Lawsuits against referendum referred to state commissioners

The State Council’s Administrative Court on Tuesday referred lawsuits against the constitutional referendum to the state commissioners, a judicial advisory body, for their legal opinion.

Mohamed Abul Enein, Muslim Brotherhood and Freedom and Justice Party lawyer, requested time to read and respond to the lawsuits.

The constitution was drafted by an Islamist-dominated Constituent Assembly and was approved, according to initial results, after huge support from Islamist forces.

In his lawsuit, lawyer Khaled Ali said the president did not publish the draft constitution in the Official Gazette, nor did he attach it to the polling formats.

Lawyers Ehab Atef and Alaa Eddin Saeed said holding the referendum over two days violated the March 2011 Constitutional Declaration and Law No. 46 of 2011 on exercising political rights, which stipulates that the referendum should be held in one round with results announced three days later.

Earlier Tuesday, the court began reviewing over 50 lawsuits from across the country challenging the legitimacy of the vote, which ended on Saturday.

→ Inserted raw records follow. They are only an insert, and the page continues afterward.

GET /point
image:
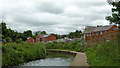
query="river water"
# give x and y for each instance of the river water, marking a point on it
(52, 59)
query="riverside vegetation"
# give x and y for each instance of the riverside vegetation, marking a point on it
(14, 54)
(72, 46)
(104, 54)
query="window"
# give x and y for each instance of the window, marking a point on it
(97, 33)
(101, 33)
(93, 34)
(38, 39)
(89, 34)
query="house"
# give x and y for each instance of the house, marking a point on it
(45, 38)
(30, 40)
(96, 34)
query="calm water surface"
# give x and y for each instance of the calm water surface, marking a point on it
(52, 59)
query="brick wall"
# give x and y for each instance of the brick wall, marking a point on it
(104, 37)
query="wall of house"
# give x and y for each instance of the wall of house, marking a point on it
(30, 40)
(37, 39)
(104, 37)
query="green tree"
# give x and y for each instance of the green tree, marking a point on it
(27, 34)
(115, 17)
(43, 32)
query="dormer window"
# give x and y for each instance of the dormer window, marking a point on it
(97, 33)
(93, 34)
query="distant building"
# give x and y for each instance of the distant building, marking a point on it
(30, 40)
(45, 38)
(96, 34)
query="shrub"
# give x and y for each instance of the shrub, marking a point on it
(15, 54)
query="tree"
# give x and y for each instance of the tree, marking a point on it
(43, 32)
(115, 18)
(56, 35)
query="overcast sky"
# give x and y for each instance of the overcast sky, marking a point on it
(53, 16)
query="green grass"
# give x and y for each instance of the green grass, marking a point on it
(14, 54)
(104, 54)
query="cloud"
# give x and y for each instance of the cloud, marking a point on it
(54, 17)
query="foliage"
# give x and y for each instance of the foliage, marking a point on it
(104, 54)
(9, 35)
(14, 54)
(73, 46)
(115, 18)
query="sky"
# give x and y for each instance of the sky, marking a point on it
(53, 16)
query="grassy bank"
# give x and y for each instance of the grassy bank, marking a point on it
(72, 46)
(14, 54)
(104, 54)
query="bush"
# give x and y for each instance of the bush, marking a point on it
(73, 46)
(15, 54)
(104, 54)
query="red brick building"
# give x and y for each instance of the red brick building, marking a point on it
(45, 38)
(30, 40)
(97, 34)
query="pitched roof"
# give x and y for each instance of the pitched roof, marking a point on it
(101, 28)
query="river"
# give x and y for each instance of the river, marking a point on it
(52, 59)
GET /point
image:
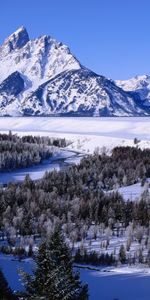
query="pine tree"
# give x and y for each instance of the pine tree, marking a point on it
(5, 291)
(54, 278)
(122, 254)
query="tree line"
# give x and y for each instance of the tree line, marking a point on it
(17, 152)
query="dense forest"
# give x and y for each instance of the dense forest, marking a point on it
(17, 152)
(81, 200)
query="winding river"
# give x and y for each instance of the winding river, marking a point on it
(60, 160)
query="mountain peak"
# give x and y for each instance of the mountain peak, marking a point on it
(15, 41)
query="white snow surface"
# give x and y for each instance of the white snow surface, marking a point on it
(86, 134)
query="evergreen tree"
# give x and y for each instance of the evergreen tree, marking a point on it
(54, 278)
(5, 291)
(122, 254)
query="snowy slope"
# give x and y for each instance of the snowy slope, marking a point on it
(138, 85)
(42, 77)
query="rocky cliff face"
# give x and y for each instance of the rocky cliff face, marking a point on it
(42, 77)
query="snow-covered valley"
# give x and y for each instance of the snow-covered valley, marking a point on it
(86, 136)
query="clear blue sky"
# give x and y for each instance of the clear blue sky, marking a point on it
(111, 37)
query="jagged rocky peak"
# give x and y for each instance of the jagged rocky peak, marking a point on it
(16, 40)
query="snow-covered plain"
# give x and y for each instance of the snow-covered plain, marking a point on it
(102, 285)
(86, 134)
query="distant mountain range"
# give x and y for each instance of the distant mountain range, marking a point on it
(42, 77)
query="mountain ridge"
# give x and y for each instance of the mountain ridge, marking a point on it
(42, 77)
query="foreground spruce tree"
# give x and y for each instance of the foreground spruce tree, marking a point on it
(54, 278)
(5, 291)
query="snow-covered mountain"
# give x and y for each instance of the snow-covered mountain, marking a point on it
(139, 85)
(42, 77)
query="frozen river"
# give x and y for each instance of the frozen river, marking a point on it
(58, 162)
(102, 285)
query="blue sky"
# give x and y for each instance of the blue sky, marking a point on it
(111, 37)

Plaintiffs are demanding that the announcement of the final results, scheduled for Tuesday night, be postponed. They claim that voting was marred by several violations, including inadequate judicial supervision because of many judged boycotting the poll. Petitioners said this resulted in several polling stations being merged, causing overcrowding that prevented thousands of voters from casting their ballots.